Ainsi que l’expliquait l’eurodéputé Pablo Echenique, membre de Sumando Podemos, «le système de vote et le fait que la liste des camarades de l’équipe Claro que Podemos soit complète, rend extrêmement difficile – pour ne pas dire impossible – qu’une personne qui ne figure pas sur cette liste puisse entrer au Conseil citoyen. Je pense – nous pensons – que c’est une erreur que de mettre en place un système de vote par lequel les mathématiques décident autant et les gens aussi peu.»[2] En accord avec la prédiction de Echenique, les effets du système de liste bloquée et complète étaient patents. Ils se sont clairement reflétés par la très forte différence entre les suffrages reçus par les candidats en 62e position (75’131) et 63e (5’337) au Conseil citoyen ainsi que pour les candidats en 10e (73’955) et 11e (4’697) position à la Commission de garanties.

En raison de la projection médiatique de Pablo Iglesias et du système de vote adopté, la possibilité d’accès aux organes internes a été fortement conditionnée par l’inclusion préalable sur sa liste. Cette méthode dénature en grande partie le système des primaires ouvertes et reproduit dans la pratique le «dedazo» [tiré de «doigt», dedo, terme qui définit la pratique du détenteur d’une charge ou d’un mandat qui désigne son successeur sans passer par aucune procédure démocratique] tant critiquée des partis de la «caste», dont se sont habituellement éloignées les personnes critiques, et la loyauté au dirigeant a primé sur les capacités individuelles.
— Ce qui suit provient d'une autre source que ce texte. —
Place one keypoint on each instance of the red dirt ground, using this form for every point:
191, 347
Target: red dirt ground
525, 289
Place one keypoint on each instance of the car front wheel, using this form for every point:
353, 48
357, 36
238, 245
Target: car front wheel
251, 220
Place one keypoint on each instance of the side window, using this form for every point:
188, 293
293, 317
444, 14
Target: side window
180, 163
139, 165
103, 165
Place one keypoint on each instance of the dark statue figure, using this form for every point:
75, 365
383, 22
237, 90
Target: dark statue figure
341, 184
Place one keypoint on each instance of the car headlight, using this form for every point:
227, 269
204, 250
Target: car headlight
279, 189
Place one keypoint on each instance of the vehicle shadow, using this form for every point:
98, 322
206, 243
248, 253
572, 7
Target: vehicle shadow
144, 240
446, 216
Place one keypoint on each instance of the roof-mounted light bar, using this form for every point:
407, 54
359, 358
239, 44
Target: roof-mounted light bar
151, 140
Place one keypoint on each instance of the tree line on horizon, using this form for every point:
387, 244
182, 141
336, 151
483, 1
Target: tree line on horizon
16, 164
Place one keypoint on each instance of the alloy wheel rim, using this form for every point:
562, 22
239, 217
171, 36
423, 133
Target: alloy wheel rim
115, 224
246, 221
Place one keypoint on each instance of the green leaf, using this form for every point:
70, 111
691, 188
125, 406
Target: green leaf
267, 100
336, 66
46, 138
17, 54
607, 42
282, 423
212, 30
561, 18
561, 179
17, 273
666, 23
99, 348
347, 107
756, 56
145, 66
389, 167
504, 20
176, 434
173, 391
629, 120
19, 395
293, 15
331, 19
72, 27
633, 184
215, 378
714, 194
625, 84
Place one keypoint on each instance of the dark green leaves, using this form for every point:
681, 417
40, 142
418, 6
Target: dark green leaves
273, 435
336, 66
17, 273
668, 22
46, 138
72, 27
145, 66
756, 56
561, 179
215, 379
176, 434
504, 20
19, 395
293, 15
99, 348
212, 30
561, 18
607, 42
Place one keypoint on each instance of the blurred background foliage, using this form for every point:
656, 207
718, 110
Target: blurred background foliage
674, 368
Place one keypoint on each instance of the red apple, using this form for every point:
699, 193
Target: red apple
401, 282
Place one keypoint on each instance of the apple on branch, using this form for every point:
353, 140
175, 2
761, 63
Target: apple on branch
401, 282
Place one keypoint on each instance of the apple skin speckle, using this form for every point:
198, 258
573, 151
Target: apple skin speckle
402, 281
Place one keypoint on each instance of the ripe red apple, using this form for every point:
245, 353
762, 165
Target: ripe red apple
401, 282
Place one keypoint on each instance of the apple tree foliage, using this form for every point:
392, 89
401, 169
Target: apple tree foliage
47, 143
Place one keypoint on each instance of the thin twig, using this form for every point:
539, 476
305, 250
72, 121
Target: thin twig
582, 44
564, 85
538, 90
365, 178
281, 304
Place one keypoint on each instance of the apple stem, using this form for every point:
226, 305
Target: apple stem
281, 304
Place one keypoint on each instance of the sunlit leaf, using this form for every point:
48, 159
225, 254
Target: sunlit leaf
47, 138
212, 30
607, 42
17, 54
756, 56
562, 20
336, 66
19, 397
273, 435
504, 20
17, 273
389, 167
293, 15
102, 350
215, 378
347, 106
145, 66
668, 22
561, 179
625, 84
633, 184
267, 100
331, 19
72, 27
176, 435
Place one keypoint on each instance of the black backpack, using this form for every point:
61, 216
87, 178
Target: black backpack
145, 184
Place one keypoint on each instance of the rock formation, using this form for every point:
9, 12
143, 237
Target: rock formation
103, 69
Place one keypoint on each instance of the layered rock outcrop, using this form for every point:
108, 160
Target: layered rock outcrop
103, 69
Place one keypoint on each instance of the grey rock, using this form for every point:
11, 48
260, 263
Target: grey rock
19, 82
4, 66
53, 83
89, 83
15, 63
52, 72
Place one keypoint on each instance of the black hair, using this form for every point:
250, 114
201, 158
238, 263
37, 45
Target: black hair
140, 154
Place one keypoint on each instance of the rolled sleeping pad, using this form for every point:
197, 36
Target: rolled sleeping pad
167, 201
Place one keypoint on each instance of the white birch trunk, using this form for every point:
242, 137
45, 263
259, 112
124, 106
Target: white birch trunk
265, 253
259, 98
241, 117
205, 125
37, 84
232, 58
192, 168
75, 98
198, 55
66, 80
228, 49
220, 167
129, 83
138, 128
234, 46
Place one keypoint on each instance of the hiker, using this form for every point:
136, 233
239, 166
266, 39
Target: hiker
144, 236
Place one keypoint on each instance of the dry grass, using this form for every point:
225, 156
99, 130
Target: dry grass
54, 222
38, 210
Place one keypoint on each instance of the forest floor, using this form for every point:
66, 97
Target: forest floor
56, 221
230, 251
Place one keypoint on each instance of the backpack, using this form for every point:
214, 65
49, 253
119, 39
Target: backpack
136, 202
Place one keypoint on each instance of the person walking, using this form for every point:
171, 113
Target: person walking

La liste bloquée et complète pousse à son extrême les effets du système majoritaire – la liste qui reçoit le plus grand nombre de votes remporte l’ensemble – en opposition avec la revendication toujours plus forte d’une plus grande proportionnalité du système électoral.     

Teresa Rodriguez, à côté de Pablo Echenique
Teresa Rodriguez, à côté de Pablo Echenique

Le veto émis antérieurement par les organes internes à ce que des personnes de double appartenance politique – inclus dans le document approuvé sur les principes éthiques – contribuèrent également à l’absence d’options disposant d’une quelconque capacité de regrouper le vote alternatif. C’est ainsi que ce veto empêcha l’eurodéputée Teresa Rodríguez (Izquierda Anticapitalista) à se présenter à la direction de Podemos. La mesure interdit aux «membres ou affiliés à des organisations actives à l’échelle de l’Etat espagnol» de se présenter à toute charge interne. Cette mesure est justifiée comme étant un frein devant l’arrivée possible «d’arrivistes» provenant de partis de la «caste» (les partis politiques). Elle ne permet cependant pas d’éviter – ainsi qu’elle est formulée – que des membres de partis de la «caste» qui ne sont pas actifs au niveau de l’ensemble de l’Etat (comme le PNV (Pays Basque) ou CiU [le Parti national basque et Convergence et Union, du président de la Generalitat de Catalogne Artur Mas, sont respectivement actifs exclusivement au Pays basque et en Catalogne} – puissent occuper des charges internes. Elle n’est pas efficace de toute manière face à des «arrivistes» qui opteraient de déchirer leur ancienne carte d’adhérent à un parti afin de faire fortune sans aucun problème aussi de la nouvelle structure [3].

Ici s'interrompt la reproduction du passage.